On 5/21/21 3:28 AM, Mel Gorman wrote:
> The PCP high watermark is based on the number of online CPUs so the
> watermarks must be adjusted during CPU hotplug. At the time of
> hot-remove, the number of online CPUs is already adjusted but during
> hot-add, a delta needs to be applied to update PCP to the correct
> value. After this patch is applied, the high watermarks are adjusted
> correctly.
>
> # grep high: /proc/zoneinfo | tail -1
> high: 649
> # echo 0 > /sys/devices/system/cpu/cpu4/online
> # grep high: /proc/zoneinfo | tail -1
> high: 664
> # echo 1 > /sys/devices/system/cpu/cpu4/online
> # grep high: /proc/zoneinfo | tail -1
> high: 649

This is actually a comment more about the previous patch, but it doesn't
really become apparent until the example above.

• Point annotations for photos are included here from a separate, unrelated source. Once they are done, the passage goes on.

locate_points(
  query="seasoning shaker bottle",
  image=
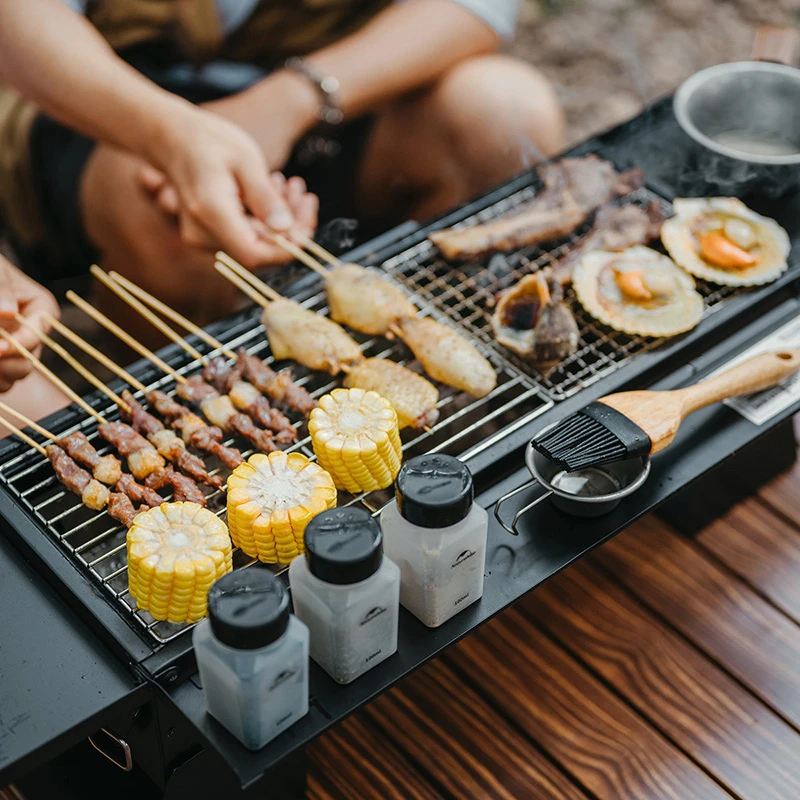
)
(253, 657)
(436, 534)
(347, 593)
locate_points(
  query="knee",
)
(500, 110)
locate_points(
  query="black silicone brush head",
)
(597, 434)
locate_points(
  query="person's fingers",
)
(264, 199)
(306, 214)
(151, 178)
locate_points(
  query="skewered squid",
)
(364, 300)
(637, 291)
(532, 320)
(722, 240)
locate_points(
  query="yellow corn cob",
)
(356, 438)
(271, 499)
(175, 552)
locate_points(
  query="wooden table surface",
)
(660, 667)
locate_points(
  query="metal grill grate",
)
(463, 293)
(455, 295)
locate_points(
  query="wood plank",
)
(704, 711)
(712, 608)
(464, 743)
(354, 761)
(595, 736)
(760, 547)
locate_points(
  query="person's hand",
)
(302, 204)
(20, 295)
(220, 175)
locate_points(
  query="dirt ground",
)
(607, 58)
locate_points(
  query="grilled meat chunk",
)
(105, 469)
(142, 456)
(615, 228)
(139, 493)
(574, 188)
(278, 386)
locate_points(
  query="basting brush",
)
(628, 424)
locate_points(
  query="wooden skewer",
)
(155, 321)
(124, 336)
(241, 284)
(317, 249)
(24, 436)
(80, 342)
(74, 363)
(245, 273)
(28, 422)
(76, 398)
(171, 314)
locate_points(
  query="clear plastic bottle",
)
(347, 593)
(253, 657)
(436, 534)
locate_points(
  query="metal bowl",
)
(743, 124)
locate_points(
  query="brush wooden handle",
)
(755, 374)
(659, 414)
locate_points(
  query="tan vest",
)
(275, 30)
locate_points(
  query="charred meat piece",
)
(208, 439)
(278, 386)
(142, 456)
(615, 228)
(574, 188)
(73, 477)
(532, 319)
(142, 494)
(169, 444)
(183, 487)
(121, 508)
(105, 469)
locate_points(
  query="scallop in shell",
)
(637, 291)
(531, 319)
(721, 240)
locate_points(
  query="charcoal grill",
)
(82, 553)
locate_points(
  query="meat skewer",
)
(277, 386)
(243, 396)
(218, 408)
(94, 495)
(574, 189)
(106, 469)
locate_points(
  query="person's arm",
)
(405, 47)
(56, 58)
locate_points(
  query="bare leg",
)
(143, 243)
(35, 397)
(487, 119)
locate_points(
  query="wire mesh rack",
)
(456, 295)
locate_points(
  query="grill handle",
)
(126, 765)
(512, 528)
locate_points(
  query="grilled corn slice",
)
(271, 499)
(175, 552)
(355, 436)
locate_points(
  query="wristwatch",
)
(330, 112)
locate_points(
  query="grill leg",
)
(204, 777)
(694, 507)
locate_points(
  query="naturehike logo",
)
(371, 614)
(463, 556)
(281, 678)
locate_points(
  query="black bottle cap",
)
(343, 545)
(434, 491)
(248, 608)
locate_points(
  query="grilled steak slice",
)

In your example, you mentioned increased exit() performance by using
"vm.percpu_pagelist_fraction to increase the pcp->high value". That's
presumably because of the increased batching effects and fewer lock
acquisitions.

But, logically, doesn't that mean that, the more CPUs you have in a
node, the *higher* you want pcp->high to be? If we took this to the
extreme and had an absurd number of CPUs in a node, we could end up with
a too-small pcp->high value.

Also, do you worry at all about a zone with a low min_free_kbytes seeing
increased zone lock contention?

...
> diff --git a/mm/page_alloc.c b/mm/page_alloc.c
> index bf5cdc466e6c..2761b03b3a44 100644
> --- a/mm/page_alloc.c
> +++ b/mm/page_alloc.c
> @@ -6628,7 +6628,7 @@ static int zone_batchsize(struct zone *zone)
> #endif
> }
>
> -static int zone_highsize(struct zone *zone)
> +static int zone_highsize(struct zone *zone, int cpu_online)
> {
> #ifdef CONFIG_MMU
> int high;
> @@ -6640,7 +6640,7 @@ static int zone_highsize(struct zone *zone)
> * CPUs local to a zone. Note that early in boot that CPUs may
> * not be online yet.
> */
> - nr_local_cpus = max(1U, cpumask_weight(cpumask_of_node(zone_to_nid(zone))));
> + nr_local_cpus = max(1U, cpumask_weight(cpumask_of_node(zone_to_nid(zone)))) + cpu_online;
> high = low_wmark_pages(zone) / nr_local_cpus;

Is this "+ cpu_online" bias because the CPU isn't in cpumask_of_node()
when the CPU hotplug callback occurs? If so, it might be nice to mention.